O direito ao lazer, à mobilidade, à segurança, - e isso
também inclui o direito a um trânsito seguro -, são direitos constitucionais e
necessários à qualidade de vida em tempo integral, não só de madrugada ou aos
finais de semana como o representante dos comerciantes sugere. E tal sugestão
está longe de ser uma medida proveitosa e inteligente para toda a comunidade.
Foto: Bicicletas do Vale |
No Brasil, temos editado há 5 anos o Caderno de referência para elaboração de
plano de mobilidade por bicicleta nas cidades e a Lei 12.587, que normatiza
a Política Nacional de Mobilidade Urbana. O Plano de Mobilidade por Bicicleta
orienta para o planejamento da circulação cicloviária, fornece elementos para a
elaboração de projetos cicloviários e aborda a importância de integrar as
bicicletas a modos coletivos de transporte, sobretudo para permitir
deslocamentos maiores.
Mesmo uma cidade com relevo que não
ajuda muito, com muitos morros e subidas, é possível utilizar a bicicleta para
alternar o uso do carro em situações específicas.
Mas, o problema não me parece ser só
esse, mas uma questão de mentalidade, de rever os conceitos e a forma de pensar
em relação ao uso do carro e da bicicleta, porque as pessoas se recusam a
acreditar num colapso do trânsito que já vem sendo anunciado há muito tempo.
Por outro lado, não adianta valorizar a
bicicleta só como peça decorativa em época de Oktoberfest, para emendar uma na
outra, encher de florzinhas e pedalar alguns metros no desfile. Trata-se de
pensar a bicicleta como ferramenta para a mobilidade sustentável, para o lazer,
para a melhoria da qualidade de vida das pessoas nas cidades.

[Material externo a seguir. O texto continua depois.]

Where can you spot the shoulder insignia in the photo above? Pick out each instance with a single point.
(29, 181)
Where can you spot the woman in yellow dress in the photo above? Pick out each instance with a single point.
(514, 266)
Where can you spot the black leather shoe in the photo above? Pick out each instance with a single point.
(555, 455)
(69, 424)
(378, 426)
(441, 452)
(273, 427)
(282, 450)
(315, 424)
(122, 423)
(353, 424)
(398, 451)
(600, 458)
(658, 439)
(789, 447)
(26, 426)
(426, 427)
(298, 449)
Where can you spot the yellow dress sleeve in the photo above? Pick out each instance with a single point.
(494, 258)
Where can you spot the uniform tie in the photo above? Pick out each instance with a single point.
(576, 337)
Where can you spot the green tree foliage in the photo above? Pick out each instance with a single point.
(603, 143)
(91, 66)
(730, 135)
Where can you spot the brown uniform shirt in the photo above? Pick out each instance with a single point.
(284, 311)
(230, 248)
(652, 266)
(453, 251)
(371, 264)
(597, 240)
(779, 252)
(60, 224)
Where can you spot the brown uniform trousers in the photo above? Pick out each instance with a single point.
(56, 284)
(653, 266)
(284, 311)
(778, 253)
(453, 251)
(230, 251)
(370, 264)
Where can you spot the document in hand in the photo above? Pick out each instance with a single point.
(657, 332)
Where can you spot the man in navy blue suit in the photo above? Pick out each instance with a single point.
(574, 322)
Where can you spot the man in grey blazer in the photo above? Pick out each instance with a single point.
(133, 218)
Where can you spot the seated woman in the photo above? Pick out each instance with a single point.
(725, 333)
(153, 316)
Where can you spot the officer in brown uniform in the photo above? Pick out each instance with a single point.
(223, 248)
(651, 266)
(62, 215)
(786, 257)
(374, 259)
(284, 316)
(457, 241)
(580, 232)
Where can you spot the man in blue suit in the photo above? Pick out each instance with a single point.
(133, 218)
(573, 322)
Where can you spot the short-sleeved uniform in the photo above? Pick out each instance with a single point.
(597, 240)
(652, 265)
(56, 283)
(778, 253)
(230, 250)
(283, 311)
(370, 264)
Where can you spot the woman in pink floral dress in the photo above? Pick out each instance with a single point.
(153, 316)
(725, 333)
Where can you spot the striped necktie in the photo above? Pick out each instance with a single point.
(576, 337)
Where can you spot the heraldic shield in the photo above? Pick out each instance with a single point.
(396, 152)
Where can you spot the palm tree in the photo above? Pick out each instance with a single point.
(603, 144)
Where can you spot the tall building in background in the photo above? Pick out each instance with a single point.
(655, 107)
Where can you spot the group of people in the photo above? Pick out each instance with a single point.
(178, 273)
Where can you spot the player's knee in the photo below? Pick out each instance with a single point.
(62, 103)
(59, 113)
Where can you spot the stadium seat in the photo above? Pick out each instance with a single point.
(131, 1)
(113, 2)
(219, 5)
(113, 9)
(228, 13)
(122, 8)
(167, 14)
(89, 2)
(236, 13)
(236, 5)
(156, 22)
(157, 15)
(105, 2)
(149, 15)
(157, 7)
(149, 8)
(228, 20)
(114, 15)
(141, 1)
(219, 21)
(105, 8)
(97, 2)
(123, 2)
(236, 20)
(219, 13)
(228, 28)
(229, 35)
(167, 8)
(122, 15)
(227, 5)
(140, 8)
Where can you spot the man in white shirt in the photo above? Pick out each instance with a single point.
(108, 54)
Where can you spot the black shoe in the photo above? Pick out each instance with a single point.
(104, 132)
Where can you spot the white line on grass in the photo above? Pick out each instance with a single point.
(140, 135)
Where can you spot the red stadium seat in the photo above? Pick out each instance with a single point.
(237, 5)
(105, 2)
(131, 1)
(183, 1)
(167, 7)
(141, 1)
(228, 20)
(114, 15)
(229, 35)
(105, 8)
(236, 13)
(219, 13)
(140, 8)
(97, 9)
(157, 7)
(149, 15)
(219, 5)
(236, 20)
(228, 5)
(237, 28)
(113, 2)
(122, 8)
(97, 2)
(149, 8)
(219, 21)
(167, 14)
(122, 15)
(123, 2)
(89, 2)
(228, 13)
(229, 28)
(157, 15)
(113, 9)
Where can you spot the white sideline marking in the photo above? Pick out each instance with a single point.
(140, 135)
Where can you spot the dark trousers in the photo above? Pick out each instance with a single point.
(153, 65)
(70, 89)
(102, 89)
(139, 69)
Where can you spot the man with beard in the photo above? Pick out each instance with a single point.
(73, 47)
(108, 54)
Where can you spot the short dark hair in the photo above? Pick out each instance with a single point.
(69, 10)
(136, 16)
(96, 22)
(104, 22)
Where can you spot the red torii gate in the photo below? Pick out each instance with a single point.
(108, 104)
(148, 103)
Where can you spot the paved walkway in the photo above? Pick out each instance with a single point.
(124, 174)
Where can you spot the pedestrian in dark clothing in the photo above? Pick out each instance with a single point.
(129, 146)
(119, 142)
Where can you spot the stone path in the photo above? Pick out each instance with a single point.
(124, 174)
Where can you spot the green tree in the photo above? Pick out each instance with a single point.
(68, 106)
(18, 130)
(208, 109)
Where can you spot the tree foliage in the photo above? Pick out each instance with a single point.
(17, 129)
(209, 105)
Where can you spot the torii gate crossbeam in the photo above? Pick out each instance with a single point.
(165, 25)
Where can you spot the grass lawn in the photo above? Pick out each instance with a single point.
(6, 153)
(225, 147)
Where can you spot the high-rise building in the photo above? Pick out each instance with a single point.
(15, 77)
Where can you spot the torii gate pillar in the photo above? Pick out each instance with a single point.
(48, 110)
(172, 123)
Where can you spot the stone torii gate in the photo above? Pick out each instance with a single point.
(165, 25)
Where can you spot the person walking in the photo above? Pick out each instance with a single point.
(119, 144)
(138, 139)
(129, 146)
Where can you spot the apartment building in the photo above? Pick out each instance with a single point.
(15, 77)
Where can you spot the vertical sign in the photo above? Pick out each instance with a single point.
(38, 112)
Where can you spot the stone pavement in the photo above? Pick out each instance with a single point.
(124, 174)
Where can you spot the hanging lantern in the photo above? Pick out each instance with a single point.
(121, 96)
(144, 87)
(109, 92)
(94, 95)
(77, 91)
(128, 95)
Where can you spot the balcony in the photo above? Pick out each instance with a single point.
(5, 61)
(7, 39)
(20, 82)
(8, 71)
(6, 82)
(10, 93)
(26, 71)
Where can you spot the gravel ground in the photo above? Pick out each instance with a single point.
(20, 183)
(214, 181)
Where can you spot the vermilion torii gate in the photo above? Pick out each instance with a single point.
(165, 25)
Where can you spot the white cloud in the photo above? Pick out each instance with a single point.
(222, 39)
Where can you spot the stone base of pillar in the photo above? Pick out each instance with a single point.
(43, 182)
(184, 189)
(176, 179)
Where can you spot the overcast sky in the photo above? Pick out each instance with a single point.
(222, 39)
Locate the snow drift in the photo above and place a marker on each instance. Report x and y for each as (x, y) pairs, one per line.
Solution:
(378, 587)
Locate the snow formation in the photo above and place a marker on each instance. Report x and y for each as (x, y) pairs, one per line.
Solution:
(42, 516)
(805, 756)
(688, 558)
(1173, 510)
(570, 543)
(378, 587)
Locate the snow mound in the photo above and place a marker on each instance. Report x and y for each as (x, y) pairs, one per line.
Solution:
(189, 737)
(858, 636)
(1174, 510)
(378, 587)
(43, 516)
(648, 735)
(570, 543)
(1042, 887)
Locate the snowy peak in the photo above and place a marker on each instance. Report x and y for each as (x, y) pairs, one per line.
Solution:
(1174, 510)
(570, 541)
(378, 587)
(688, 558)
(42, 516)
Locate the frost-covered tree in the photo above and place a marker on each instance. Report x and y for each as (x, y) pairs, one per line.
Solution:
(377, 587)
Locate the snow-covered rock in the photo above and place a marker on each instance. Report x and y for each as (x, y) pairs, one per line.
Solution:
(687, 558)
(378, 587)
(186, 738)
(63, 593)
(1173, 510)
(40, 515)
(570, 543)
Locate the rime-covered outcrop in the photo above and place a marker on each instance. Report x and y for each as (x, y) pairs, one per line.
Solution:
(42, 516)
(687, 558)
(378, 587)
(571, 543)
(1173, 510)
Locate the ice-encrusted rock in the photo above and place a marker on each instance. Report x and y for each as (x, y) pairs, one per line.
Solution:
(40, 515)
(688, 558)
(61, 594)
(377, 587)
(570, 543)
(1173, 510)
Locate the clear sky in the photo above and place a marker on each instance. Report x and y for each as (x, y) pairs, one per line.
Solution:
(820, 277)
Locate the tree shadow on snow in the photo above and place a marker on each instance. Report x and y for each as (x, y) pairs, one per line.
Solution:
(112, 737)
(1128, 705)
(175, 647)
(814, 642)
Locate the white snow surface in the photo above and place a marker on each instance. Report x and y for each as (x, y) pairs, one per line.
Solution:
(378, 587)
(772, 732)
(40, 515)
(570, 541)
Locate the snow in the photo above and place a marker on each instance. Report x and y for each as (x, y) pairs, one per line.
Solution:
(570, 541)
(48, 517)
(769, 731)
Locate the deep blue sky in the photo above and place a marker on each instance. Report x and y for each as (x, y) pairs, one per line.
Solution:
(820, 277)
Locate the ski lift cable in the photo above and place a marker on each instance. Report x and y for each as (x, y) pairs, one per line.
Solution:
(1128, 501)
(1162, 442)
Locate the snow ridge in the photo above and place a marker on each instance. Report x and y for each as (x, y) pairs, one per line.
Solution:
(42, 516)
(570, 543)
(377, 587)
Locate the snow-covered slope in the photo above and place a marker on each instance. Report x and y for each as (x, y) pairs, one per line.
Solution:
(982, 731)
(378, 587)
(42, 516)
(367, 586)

Segundo os dados levantados pela
consultoria Tendências, estima-se que em 2012 foram vendidas quase 5 milhões de
bicicletas no Brasil, somando-se a uma frota estimada em mais de 60 milhões de
bikes. A ideia da bicicleta pode ser antipática para quem cultua o carro, mas
sua utilização supera a ideia de que seja utilizada só como transporte
alternativo para pequenos trajetos.
Foto: Bicicletas do Vale |
Porquê então, não se orgulhar de outras
coisas boas da Alemanha como o plano de mobilidade urbana que prioriza o uso de
bicicletas com seus mil quilômetros de ciclovias em que o uso da bike já supera
o de carros?
Uma mente que se abre para novas ideias jamais retorna ao seu tamanho normal. Então, vamos evoluir, Blumenau!